Ворота открыты для тебя, но ты поторопись.

Лэнгдон поднял глаза на «Райские врата». Если Иньяцио в самом деле отпер громадную дверь, то достаточно будет толкнуть ее. Трудность состояла в том, как войти незаметно для всей этой публики, не говоря уже об охранниках собора.

– Смотрите! – вдруг закричала где-то рядом женщина. – Он сейчас бросится! – В голосе ее был ужас. – На колокольне!

Лэнгдон обернулся и увидел, что это кричит… Сиена. Она стояла в десятке шагов от него, показывала на колокольню Джотто и кричала:

– На самом верху! Он сейчас бросится.

Мгновенно все глаза обратились к небу, к вершине колокольни. Стоявшие рядом щурились, показывали пальцами, обращались друг к другу.

– Кто-то хочет броситься?

– Где?

– Не вижу его.

– Вон там, слева?

За каких-нибудь несколько секунд всю площадь охватило волнение; по примеру соседей люди устремляли глаза на колокольню. Страх пронесся по толпе со скоростью степного пожара, и вскоре уже все в толпе задрали головы, смотрели вверх и на что-то показывали руками.

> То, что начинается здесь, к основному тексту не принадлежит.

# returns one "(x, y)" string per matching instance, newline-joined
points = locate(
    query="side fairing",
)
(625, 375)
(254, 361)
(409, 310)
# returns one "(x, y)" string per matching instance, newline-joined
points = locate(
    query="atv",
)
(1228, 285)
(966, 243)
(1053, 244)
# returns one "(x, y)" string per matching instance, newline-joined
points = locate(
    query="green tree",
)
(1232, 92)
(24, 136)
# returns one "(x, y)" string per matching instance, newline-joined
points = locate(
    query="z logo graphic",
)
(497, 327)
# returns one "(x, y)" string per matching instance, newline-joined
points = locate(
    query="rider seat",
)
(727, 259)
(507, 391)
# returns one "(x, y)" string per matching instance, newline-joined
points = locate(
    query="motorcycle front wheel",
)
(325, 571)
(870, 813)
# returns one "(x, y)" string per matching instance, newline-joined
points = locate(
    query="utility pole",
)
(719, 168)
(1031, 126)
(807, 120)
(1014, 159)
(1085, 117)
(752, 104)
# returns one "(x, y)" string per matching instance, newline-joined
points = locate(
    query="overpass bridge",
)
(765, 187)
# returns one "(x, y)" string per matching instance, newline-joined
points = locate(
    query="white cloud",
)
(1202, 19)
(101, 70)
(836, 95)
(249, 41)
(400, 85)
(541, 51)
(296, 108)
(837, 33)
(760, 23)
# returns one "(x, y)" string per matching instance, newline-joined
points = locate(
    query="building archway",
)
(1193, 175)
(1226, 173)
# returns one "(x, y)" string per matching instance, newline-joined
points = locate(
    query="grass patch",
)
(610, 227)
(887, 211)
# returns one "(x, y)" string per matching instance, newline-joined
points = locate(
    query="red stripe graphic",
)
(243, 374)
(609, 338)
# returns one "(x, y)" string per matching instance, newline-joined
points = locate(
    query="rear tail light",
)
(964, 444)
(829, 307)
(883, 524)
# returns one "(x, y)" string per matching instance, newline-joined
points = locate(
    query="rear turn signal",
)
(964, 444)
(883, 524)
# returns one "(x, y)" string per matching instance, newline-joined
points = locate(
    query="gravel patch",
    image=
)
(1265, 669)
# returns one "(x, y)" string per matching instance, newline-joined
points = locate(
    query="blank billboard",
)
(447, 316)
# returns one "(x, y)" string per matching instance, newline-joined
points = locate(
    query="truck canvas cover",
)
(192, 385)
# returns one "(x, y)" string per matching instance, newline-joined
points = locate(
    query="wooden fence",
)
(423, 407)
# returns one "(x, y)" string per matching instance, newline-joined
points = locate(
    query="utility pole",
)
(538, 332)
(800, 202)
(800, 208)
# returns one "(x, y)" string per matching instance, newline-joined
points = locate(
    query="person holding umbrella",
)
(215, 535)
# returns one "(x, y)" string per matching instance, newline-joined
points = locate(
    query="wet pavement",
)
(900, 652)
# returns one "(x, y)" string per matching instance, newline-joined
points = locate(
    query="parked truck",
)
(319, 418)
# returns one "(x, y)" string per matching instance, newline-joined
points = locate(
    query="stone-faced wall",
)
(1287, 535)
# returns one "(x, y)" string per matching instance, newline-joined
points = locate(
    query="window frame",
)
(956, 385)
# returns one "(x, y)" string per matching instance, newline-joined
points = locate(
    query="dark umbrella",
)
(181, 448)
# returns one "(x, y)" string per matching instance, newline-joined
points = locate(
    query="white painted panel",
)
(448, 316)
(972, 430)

Цепная реакция, подумал Лэнгдон, понимая, что в распоряжении у него всего несколько секунд. Как только Сиена оказалась рядом, он схватился за прутья, распахнул калитку, и они вошли в узкое пространство между ней и дверью. Лэнгдон закрыл за собой калитку, и они повернулись к пятиметровой бронзовой двери. Надеясь, что понял слова Иньяцио правильно, он навалился на створку плечом.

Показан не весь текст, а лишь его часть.